Mr. Sowden testified for the plaintiff, without objection, that "all a member would have to do to get the death benefit would be to send in his name and application, no physical examination is required". The constitution of defendant states:

"All members of the Brotherhood applying for membership in the Death Benefit Department after October 1, 1931, will be given certificates in the amount of three hundred ($300.00) dollars, regardless of age or physical disability."

Mr. Phillips, at the time he became a member of the Grand *869 Lodge in 1932, was given a membership card, good until September 30, 1935, and also received a traveling card which stated as follows:

"This is to certify that the Bearer hereof is a member of Chas. M. Owens Lodge No. 1390 and is entitled to all the benefits and privileges of the Brotherhood, provided proper stamps appear on reverse side indicating dues paid in full."

At the time of Mr. Phillips' death, the traveling card showed that all dues had been paid in advance up to and including December 1934. Phillips paid to Carlson thirty cents a month for insurance dues at the beginning of each month from July 1934 to January 1935 and he was in good standing in the local and Grand Lodge because of such payments at the time of his death.

In collecting the dues, Carlson was the agent of the defendant and not of Mr. Phillips. Payment to Carlson was payment to the Grand Lodge, which was charged with knowledge had by Carlson that Phillips was ill and was paying dues for death benefits.

The acceptance of the monthly insurance dues for 6 months by Carlson from Phillips was the acceptance of the defendant. The defendant and not the plaintiff must bear the responsibility for the failure of its agent, Carlson, to perform his duty and report to it the fact that Phillips was ill and paying only the required dues for insurance. Defendant cannot be heard to say that its agent, Carlson, did not know that Phillips had not made a formal application for membership in the department. Defendant, charged with knowledge of its agent, knew that plaintiff had not fulfilled the technical requirement of applying for membership in the death benefit department, and, furthermore, if Carlson had performed his duty to his principal, defendant would have been apprised of the situation.

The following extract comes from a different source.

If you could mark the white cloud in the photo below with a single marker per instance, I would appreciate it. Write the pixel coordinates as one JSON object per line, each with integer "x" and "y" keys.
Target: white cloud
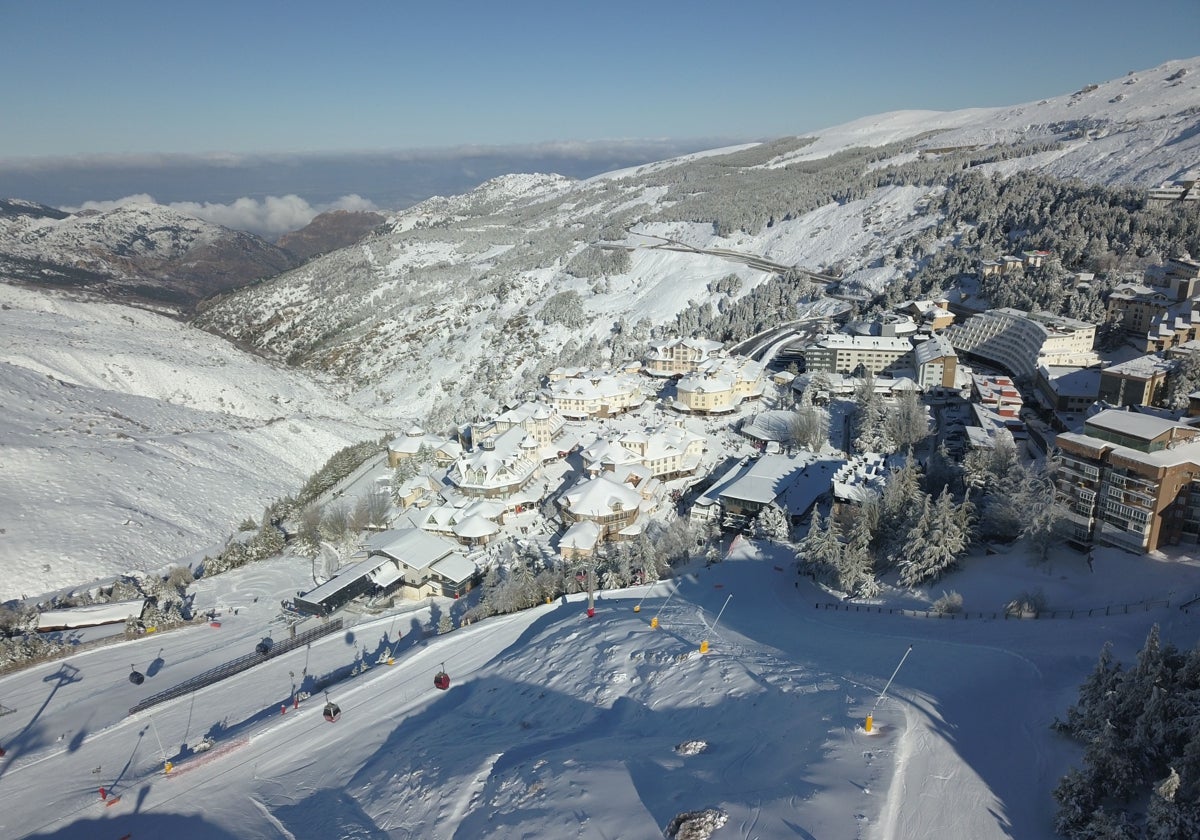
{"x": 269, "y": 217}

[3] Phillips held a membership card from defendant stating that he was entitled to all the benefits and privileges of the Brotherhood provided that he paid his dues. He did pay his dues. In good faith he tendered the premium for the insurance feature of his lodge for six successive months, which dues were accepted. Palpably, by accepting the premium, defendant led decedent to believe that he would receive the consideration for the payment, that is, the death benefits. The conduct and acts of *870 defendant lulled Mr. Phillips into a sense of security and contained all of the elements of estoppel.

[4] Furthermore, the repeated acceptance of these monthly premiums by defendant waived the technical requirement of an application. In the case of Fahey v. Ancient Order of U.W.,187 Iowa 825, 831, 174 N.W. 650, 652, the insured made belated payments of assessments to the financier of the local lodge. The court stated:

"A waiver is the intentional relinquishment of a known right, or such conduct as warrants an inference of such relinquishment; and, where conduct is relied upon to constitute a waiver, it must appear that the insured was induced by the association to do or omit some act which he would not otherwise have done or omitted. The financier testified that he made monthly reports and remittances to the proper officer of the Grand Lodge. Though an officer of the subordinate lodge, he was, in collecting and remitting assessments and dues levied for the maintenance of the association, its agent, and it is to be assumed to have been advised of what he did in the discharge of his duties. Trotter v. Grand Lodge, 132 Iowa 513, 109 N.W. 1099, 7 L.R.A. (N.S.) 569, 11 Ann. Cas. 533; Davidson v. Temple of the Supreme Tribe, 135 Iowa 88,111 N.W. 46; Wood v. Iowa Legion of Honor, 133 Iowa 33,110 N.W. 164; Conkling v. Knights Ladies of Security, 183 Iowa 665,166 N.W. 384." See Clark v. Supreme Council, 200 Iowa 699,205 N.W. 355.

The case is affirmed. — Affirmed.

MITCHELL, C.J., and SAGER, MILLER, OLIVER, HALE, HAMILTON, and BLISS, JJ., concur.